Posted: Tue Jul 28, 2009 4:50 pm
by Important Bird Area
Whig's Boson wrote:Quizbowl just loves this one ultimately irrelevant treaty
This makes me wonder about some stuff:

1. Does quizbowl just love treaties more than other classes of history answers?

2. How consistent are trends like this over time? I remember the Clayton-Bulwer treaty coming up as a high school bonus part when I was in high school.

Re: Chicago Open 2009 Discussion

Posted: Tue Jul 28, 2009 4:51 pm
by Down and out in Quintana Roo
Champa Kalhari wrote:
Whig's Boson wrote:Quizbowl just loves this one ultimately irrelevant treaty
This makes me wonder about some stuff:

1. Does quizbowl just love treaties more than other classes of history answers?

2. How consistent are trends like this over time? I remember the Clayton-Bulwer treaty coming up as a high school bonus part when I was in high school.
1. I think so. They're identifiable even if they're not important.

2. It still does on occasion.

Re: Chicago Open 2009 Discussion

Posted: Tue Jul 28, 2009 4:53 pm
by wd4gdz
Harper v. Canada (Attorney General) wrote:
Some of the modern music answer selections I also had problems with - Henry Cowell in particular was crazy, because I've never seen him performed in concert, and as far as I've ever known, the one thing he's really notable for is creating the prepared piano, which would never have become anything important in modern music if not for a different composer, John Cage, writing for it.
I will be sure to consult with you next time before writing a question to make sure you've have seen a work by the composer performed. In the meantime, feel free to check out the Internet, which is home to numerous videos of people/groups performing his works.

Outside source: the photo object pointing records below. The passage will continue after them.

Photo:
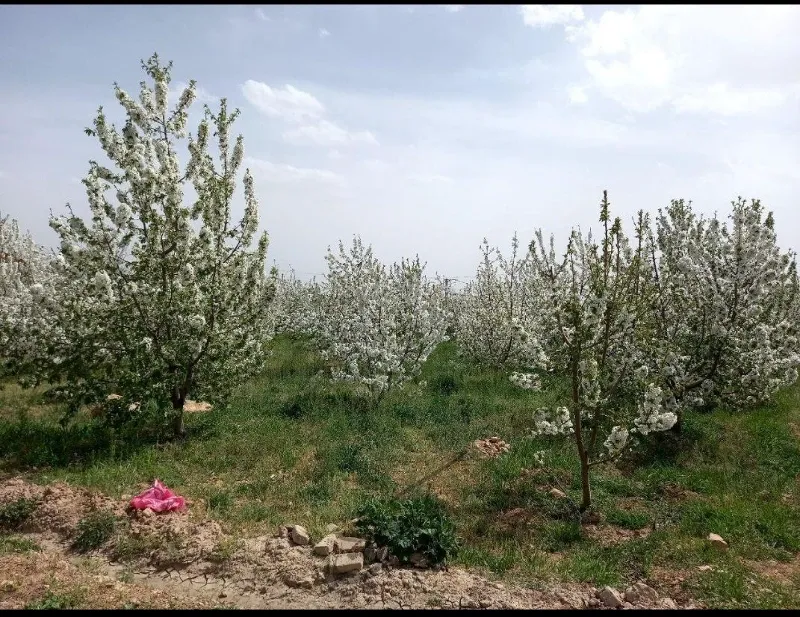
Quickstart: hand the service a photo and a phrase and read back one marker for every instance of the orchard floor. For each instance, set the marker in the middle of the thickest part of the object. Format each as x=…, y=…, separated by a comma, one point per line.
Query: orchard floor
x=293, y=449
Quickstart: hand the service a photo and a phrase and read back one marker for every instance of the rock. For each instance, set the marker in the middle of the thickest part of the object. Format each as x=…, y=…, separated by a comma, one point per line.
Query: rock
x=298, y=578
x=325, y=546
x=8, y=585
x=345, y=562
x=641, y=593
x=609, y=597
x=717, y=542
x=350, y=545
x=299, y=535
x=370, y=554
x=590, y=518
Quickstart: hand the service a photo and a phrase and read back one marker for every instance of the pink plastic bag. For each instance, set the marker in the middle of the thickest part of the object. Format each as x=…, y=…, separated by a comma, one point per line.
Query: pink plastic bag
x=159, y=499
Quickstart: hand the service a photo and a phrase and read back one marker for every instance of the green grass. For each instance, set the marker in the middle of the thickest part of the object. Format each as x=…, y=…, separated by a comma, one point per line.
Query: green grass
x=294, y=448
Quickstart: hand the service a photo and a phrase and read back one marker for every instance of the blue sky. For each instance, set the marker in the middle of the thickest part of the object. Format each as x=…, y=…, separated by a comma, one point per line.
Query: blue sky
x=426, y=128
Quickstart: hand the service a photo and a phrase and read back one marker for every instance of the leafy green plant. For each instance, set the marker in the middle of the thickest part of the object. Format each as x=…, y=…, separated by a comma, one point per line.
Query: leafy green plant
x=407, y=526
x=54, y=601
x=15, y=513
x=94, y=530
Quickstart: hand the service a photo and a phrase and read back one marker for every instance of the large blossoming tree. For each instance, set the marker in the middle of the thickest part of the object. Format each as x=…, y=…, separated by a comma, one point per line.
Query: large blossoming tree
x=167, y=297
x=725, y=307
x=599, y=306
x=26, y=270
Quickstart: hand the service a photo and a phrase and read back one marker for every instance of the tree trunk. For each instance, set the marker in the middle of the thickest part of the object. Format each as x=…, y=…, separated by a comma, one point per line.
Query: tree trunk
x=586, y=492
x=178, y=399
x=677, y=427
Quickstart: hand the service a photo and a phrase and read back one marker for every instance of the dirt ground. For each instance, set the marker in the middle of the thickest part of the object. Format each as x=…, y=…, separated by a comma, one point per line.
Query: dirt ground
x=180, y=560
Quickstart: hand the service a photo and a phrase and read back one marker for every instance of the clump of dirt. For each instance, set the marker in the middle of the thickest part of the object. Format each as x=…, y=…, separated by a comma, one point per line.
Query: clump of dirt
x=491, y=447
x=182, y=560
x=51, y=580
x=60, y=506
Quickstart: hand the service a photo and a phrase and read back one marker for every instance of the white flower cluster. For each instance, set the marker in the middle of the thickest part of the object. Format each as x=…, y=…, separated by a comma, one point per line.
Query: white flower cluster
x=495, y=311
x=527, y=381
x=27, y=285
x=297, y=306
x=552, y=422
x=378, y=327
x=652, y=416
x=725, y=307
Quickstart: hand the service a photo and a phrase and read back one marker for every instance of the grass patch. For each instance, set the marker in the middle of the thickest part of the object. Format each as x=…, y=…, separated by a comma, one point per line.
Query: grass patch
x=16, y=545
x=293, y=448
x=57, y=601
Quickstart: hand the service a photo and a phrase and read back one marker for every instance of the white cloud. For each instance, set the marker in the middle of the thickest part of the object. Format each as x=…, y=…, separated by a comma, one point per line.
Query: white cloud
x=577, y=94
x=283, y=173
x=729, y=60
x=720, y=98
x=544, y=15
x=325, y=133
x=305, y=112
x=287, y=103
x=430, y=178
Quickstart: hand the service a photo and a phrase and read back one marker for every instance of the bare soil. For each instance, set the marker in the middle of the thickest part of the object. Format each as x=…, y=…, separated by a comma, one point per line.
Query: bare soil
x=183, y=560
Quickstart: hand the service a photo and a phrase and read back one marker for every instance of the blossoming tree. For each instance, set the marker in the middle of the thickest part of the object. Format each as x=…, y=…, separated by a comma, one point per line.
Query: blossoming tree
x=597, y=304
x=378, y=327
x=726, y=307
x=493, y=306
x=27, y=277
x=165, y=299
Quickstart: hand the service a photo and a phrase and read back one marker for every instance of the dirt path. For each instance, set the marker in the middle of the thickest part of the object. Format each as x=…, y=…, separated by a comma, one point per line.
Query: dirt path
x=182, y=561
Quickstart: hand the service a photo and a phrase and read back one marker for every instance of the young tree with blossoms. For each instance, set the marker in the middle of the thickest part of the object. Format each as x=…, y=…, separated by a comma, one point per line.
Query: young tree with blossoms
x=378, y=327
x=725, y=307
x=166, y=296
x=27, y=278
x=597, y=304
x=491, y=308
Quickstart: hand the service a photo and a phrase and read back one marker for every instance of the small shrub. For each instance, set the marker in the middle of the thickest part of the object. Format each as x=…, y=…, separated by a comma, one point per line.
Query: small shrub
x=220, y=502
x=445, y=384
x=628, y=519
x=16, y=544
x=15, y=513
x=54, y=601
x=94, y=530
x=416, y=525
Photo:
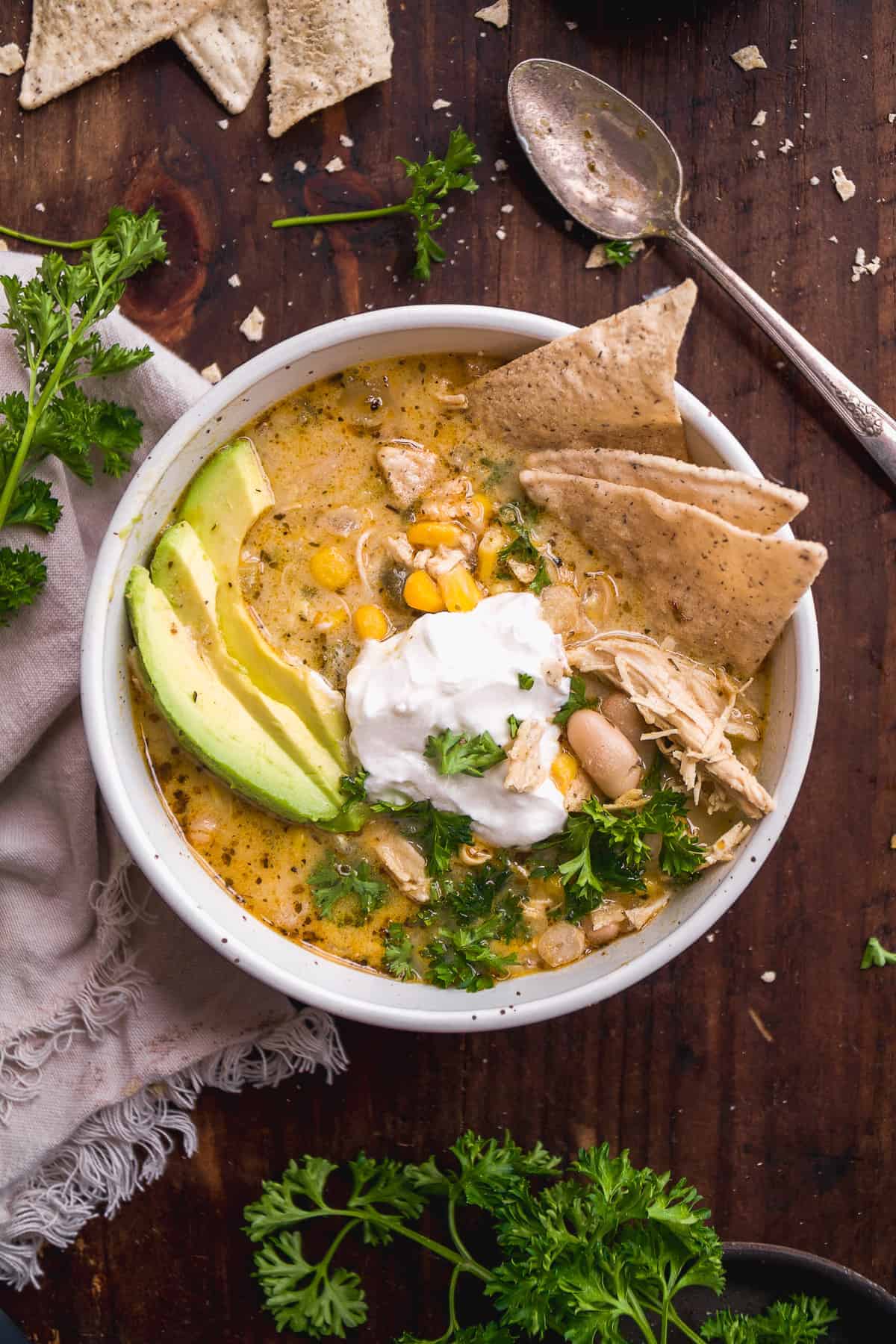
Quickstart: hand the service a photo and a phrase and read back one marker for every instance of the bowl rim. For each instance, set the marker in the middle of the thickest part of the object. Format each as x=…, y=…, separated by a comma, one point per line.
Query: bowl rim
x=516, y=324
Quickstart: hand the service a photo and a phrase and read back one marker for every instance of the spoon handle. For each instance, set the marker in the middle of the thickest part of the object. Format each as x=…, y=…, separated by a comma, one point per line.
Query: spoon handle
x=872, y=426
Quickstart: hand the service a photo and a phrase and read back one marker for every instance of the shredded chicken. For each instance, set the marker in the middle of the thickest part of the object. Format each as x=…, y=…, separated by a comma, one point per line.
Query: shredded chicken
x=399, y=549
x=723, y=850
x=692, y=707
x=408, y=470
x=399, y=856
x=444, y=559
x=449, y=500
x=526, y=771
x=642, y=914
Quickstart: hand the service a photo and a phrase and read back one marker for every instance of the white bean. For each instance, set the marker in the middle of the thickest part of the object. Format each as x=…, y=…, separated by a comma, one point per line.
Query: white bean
x=605, y=752
x=623, y=714
x=559, y=944
x=603, y=925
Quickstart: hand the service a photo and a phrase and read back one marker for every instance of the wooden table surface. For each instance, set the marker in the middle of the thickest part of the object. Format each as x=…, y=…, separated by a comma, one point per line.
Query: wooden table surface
x=791, y=1140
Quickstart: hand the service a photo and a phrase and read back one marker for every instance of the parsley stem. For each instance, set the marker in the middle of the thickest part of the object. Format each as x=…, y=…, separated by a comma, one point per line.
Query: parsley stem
x=341, y=218
x=45, y=242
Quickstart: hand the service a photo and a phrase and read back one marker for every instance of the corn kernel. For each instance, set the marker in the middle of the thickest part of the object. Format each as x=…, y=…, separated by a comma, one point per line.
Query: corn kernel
x=563, y=771
x=435, y=534
x=370, y=623
x=488, y=556
x=422, y=593
x=331, y=569
x=458, y=589
x=480, y=511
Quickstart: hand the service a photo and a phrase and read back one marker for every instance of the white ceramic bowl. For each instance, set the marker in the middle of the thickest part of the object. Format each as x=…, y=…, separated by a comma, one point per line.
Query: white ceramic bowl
x=161, y=853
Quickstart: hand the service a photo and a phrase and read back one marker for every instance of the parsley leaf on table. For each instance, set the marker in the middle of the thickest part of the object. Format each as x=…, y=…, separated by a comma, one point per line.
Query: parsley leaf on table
x=583, y=1251
x=432, y=181
x=876, y=956
x=53, y=320
x=335, y=880
x=454, y=753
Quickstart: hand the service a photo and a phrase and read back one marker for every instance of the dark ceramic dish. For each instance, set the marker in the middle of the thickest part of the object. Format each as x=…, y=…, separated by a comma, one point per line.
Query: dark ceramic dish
x=761, y=1275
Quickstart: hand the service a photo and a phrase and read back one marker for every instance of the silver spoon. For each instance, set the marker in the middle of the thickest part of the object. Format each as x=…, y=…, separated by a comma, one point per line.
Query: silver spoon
x=615, y=171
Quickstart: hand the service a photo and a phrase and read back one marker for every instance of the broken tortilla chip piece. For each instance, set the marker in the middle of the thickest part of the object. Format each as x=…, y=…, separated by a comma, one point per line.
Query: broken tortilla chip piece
x=610, y=385
x=321, y=52
x=722, y=593
x=72, y=43
x=748, y=502
x=228, y=49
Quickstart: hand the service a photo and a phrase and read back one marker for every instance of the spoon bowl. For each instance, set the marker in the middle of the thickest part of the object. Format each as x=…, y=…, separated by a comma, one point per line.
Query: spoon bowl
x=606, y=161
x=612, y=168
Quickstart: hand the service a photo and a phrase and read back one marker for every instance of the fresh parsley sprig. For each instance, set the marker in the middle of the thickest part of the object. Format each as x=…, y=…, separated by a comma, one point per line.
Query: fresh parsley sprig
x=601, y=851
x=455, y=753
x=53, y=320
x=352, y=890
x=593, y=1253
x=433, y=181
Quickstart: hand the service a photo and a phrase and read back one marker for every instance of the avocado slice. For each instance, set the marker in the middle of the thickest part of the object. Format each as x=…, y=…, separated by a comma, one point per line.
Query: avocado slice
x=187, y=577
x=223, y=500
x=213, y=724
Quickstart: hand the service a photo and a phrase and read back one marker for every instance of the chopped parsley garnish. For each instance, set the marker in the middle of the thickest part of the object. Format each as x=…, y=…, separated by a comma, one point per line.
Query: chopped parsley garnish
x=576, y=699
x=438, y=833
x=601, y=851
x=398, y=953
x=464, y=959
x=433, y=181
x=877, y=956
x=521, y=549
x=454, y=753
x=588, y=1250
x=335, y=880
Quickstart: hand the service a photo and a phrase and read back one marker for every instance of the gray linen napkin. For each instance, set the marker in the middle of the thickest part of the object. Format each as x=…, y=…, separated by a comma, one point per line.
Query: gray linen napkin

Re: Chicago Open 2009 Discussion

Posted: Tue Jul 28, 2009 4:54 pm
by grapesmoker
Champa Kalhari wrote:
Whig's Boson wrote:Quizbowl just loves this one ultimately irrelevant treaty
This makes me wonder about some stuff:

1. Does quizbowl just love treaties more than other classes of history answers?

2. How consistent are trends like this over time? I remember the Clayton-Bulwer treaty coming up as a high school bonus part when I was in high school.
One reason that this comes up is that unless you are an expert in ante bellum post-Jacksonian America, you are much more likely to know the Clayton-Bulwer treaty because it will be mentioned in any discussion of the Panama Canal and American foreign policy of the 1850s. I don't think it's fair to say that quizbowl loves it; it's just the kind of thing that's often covered in introductory classes on US history and features in books, so people know it.